Forty-two? “Well. That’s a lot of Sugardroi’s.”

“Not all Sugardroi’s are equal,” Kara said to him. “The definition is a mutual benefit. In some cases they lasted mere days, others lasted years. You’re better with more than one. It’s when you’re out here alone in the world that trouble happens.”

Wait. “Bodyguards essentially?” Hm.

“Paid for by working with an imbalance,” Kara said. “Yes. Yours is touch. Others have different ones. Money worked too, but whoever gets much of that to squander? This is a very nice, light soda.”

“If I get over my touch weakness,” Connor said, “then I want you and the children to stay with me in the house until a fair resolution to New Detroit is found. I don’t want you to be out here like this. I hate to do it. It’s part of my successful mission thing, but I am a much more superior android than you, and I don’t want you to try and use your inferior skill to try and make it out here again. That didn’t come out right.”

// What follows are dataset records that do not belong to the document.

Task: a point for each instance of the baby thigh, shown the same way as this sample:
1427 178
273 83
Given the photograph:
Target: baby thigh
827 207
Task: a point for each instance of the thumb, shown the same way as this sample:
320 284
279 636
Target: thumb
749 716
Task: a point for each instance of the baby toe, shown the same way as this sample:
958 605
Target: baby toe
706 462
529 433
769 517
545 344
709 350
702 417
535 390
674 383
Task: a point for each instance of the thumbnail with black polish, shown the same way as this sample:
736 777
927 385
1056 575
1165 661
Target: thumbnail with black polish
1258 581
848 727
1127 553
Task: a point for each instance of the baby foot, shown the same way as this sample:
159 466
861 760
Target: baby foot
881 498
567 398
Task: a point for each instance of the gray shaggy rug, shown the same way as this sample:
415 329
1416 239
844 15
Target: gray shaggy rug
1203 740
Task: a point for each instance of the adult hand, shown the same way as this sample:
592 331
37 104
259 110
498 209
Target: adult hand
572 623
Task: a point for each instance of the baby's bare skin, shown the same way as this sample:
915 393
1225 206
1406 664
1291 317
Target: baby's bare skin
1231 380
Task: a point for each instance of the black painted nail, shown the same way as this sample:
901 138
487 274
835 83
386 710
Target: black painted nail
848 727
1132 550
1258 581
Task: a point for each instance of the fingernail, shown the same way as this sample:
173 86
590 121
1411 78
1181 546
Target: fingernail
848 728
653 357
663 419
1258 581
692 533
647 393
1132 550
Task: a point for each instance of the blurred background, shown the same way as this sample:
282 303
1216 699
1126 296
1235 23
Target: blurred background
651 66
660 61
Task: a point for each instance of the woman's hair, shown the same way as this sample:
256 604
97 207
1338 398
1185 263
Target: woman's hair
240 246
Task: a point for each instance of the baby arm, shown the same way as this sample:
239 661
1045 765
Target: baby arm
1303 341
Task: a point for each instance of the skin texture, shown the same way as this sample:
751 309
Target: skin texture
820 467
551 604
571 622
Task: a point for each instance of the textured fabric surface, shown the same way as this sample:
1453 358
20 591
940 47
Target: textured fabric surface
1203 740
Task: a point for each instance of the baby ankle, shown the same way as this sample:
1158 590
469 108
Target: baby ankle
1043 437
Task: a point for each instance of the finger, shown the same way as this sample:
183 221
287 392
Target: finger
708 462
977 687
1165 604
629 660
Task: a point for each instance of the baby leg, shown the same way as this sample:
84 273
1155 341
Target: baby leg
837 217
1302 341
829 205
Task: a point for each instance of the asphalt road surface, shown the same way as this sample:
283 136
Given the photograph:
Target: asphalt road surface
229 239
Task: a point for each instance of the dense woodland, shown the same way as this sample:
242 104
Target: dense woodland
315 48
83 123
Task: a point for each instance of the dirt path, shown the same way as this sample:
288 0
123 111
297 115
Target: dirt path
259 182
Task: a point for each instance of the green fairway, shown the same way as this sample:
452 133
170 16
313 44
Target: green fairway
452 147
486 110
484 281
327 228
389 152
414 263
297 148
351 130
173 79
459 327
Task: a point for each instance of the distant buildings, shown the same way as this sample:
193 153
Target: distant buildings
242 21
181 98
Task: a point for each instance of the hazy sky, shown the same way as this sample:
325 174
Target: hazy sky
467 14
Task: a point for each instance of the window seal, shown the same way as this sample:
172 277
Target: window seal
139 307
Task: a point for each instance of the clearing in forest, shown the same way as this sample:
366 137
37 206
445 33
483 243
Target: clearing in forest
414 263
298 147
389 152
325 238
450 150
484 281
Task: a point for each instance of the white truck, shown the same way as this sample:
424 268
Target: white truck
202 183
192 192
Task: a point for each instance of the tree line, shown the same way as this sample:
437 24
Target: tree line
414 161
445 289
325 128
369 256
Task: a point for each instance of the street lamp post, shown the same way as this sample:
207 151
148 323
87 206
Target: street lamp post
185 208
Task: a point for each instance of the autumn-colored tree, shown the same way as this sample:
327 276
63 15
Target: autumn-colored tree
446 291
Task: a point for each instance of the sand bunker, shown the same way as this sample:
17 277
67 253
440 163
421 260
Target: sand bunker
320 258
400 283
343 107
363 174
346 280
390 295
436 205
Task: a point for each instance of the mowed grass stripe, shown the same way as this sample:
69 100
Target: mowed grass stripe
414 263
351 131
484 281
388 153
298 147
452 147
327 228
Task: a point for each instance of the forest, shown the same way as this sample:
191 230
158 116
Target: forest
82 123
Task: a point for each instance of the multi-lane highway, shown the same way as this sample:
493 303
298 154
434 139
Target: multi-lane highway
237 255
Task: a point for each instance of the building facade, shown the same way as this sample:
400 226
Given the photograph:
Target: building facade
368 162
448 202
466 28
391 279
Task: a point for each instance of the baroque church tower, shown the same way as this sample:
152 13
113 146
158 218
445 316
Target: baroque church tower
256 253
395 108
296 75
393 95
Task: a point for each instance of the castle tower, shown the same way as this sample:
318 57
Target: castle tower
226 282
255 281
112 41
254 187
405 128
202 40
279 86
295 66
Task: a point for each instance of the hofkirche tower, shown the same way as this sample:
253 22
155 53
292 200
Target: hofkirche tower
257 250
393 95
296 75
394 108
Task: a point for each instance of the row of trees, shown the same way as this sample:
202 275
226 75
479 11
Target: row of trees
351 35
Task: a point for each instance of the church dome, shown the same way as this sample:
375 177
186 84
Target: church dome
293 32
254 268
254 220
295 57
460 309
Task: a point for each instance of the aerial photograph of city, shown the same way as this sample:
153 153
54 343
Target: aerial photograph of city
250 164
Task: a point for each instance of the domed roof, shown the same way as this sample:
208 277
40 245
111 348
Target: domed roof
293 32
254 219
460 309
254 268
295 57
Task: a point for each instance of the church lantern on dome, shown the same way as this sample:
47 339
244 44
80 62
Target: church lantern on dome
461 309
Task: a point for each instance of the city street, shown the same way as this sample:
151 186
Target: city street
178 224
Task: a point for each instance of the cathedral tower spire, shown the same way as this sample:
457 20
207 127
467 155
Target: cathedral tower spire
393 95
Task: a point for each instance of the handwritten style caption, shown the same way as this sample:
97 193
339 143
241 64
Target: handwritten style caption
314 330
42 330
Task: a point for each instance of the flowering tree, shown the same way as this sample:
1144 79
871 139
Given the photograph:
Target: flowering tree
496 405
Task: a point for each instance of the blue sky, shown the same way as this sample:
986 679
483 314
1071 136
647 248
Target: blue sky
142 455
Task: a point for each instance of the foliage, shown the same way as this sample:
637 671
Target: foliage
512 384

“It did,” Kara said. She took another sip. “I get what you are saying.” She glanced toward him. “You’re sweet, Connor. A lot sweeter than someone should be in your position. I’d say watch out, but I was hanging off a ledge as a lesson. I’m sure you know when to be sweet, and when not to be.”

“Almost built in,” Connor admitted as he took his own luscious drink. “Is that agreed?”

“Until a fair resolution to New Detroit is found sounds nice,” Kara said. “I want to agree, but there’s no guarantee a fair resolution will ever come.”

“Then a guaranteed year,” Connor said. “Alice needs security. So do you. I don’t want you to think when my touch weakness is better that I will just up and drop all of you.” He looked back at her. She seemed surprised.

“Of course that’s what I’d think,” Kara said to him. “I’ve had androids in the middle of a battle realize their weakness is better and left me at the drop of a hat.”

“Not out here. Not like this,” Connor said. “One year, at least. Unless you decide to stay with me forever.” She wasn’t going to speak up to that last part.

“One year,” she agreed. “Thanks, Connor.”